The next morning the blister was still there. Instead of taking a day or two off for the blister to right itself, which would have been the sensible thing to do, I covered it with a band-aid, put on my shoes, and headed off for my walk.

I was not too far from the house when I could feel the band-aid was not cutting down on the friction as I had hoped. Instead, the pain was getting worse. The worse it got, the faster I walked. That was the day I beat myself by walking 15 miles.

I had also beaten my poor toe into submission. When I took off my sock, the blister was so large that it looked as my big toe was giving birth to another digit. I had literally grounded myself. I will spare you a photograph of my handiwork.

So, I put myself to bed. I limited my hobbling around. There certainly was not going to be any walking until the blister was resolved.

I hoped the blister was right itself. But after three days, none of the water had been sucked back into the toe -- and a redness had started developing. A sure sign of a small infection.

Infections in my left leg are always a warning sign to me, and not only because of my diabetes. Six years ago I was hospitalized for three weeks with cellulitis in my left leg 
that started with a blister on my foot (mad to be home). The thought of another enforced stay or of having my toe (or leg) lopped off is not high on my list of things to do just before I die. 

I may do some stupid things (see above), but I do know when I need expert help. Yesterday afternoon I asked my doctor if she had any suggestions. She did.

She said she would usually advise letting the blister heal itself. But the position and size of this blister along with the attendant infection required different action. She drained the water, anointed the wound with ointment, and then wrapped it in its Huck Finn coat. For the next few days I will take antibiotics and monitor that the infection does not spread.
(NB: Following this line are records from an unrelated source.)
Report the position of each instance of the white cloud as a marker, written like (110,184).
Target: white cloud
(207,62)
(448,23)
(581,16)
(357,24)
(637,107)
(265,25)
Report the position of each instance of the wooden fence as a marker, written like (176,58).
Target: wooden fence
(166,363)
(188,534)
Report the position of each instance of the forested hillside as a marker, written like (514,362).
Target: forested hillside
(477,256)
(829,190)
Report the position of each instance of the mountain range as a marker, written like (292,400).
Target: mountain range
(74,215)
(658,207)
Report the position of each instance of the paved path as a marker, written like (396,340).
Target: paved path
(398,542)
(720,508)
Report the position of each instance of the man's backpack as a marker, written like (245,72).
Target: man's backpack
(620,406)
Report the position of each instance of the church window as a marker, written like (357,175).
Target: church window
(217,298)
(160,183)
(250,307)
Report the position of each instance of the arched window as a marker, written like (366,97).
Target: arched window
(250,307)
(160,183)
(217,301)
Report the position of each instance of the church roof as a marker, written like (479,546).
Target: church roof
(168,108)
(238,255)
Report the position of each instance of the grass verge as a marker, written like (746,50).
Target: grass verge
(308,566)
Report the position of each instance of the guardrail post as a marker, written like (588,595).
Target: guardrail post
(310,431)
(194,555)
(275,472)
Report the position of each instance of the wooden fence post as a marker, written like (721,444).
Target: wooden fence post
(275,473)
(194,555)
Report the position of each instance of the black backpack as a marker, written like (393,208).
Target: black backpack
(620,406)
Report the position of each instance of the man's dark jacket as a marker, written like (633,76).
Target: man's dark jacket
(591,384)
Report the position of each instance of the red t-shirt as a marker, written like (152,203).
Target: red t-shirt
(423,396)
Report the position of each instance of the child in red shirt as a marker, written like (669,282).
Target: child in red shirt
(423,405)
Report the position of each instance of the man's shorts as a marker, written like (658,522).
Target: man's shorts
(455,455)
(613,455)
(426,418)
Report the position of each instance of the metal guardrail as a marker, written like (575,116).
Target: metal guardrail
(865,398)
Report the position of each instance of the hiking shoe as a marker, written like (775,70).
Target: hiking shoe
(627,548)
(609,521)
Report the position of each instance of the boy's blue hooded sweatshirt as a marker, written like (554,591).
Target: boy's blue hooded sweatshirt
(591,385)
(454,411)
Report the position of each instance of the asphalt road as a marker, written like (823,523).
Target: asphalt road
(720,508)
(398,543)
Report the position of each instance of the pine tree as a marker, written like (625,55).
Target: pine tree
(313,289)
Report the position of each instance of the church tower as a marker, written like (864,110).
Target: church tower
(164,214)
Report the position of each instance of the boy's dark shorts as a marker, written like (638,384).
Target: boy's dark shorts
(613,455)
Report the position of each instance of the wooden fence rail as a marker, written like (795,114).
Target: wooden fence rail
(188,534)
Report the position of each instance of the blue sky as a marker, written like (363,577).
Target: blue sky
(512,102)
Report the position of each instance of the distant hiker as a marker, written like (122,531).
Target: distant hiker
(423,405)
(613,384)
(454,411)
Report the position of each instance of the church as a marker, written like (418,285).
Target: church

The moral of this tale? There is the obvious one that I should stop walking when I feel a blister developing. But it is the same battle that an alcoholic faces when presented with a drink -- or a smoker with a cigarette -- or almost anyone when offered a piece of chocolate cake that they know they should not eat.

We all make our choices. And we all pay our prices.

My price, however, comes with a nice slab of nostalgia. With my Huck Finn toe, I can return in my mind to Tom Sawyer Island with my brother. And we can dig in the dirt until our hearts are content.

It is a pity that my patio is nothing but concrete. It would be a great place for dig therapy.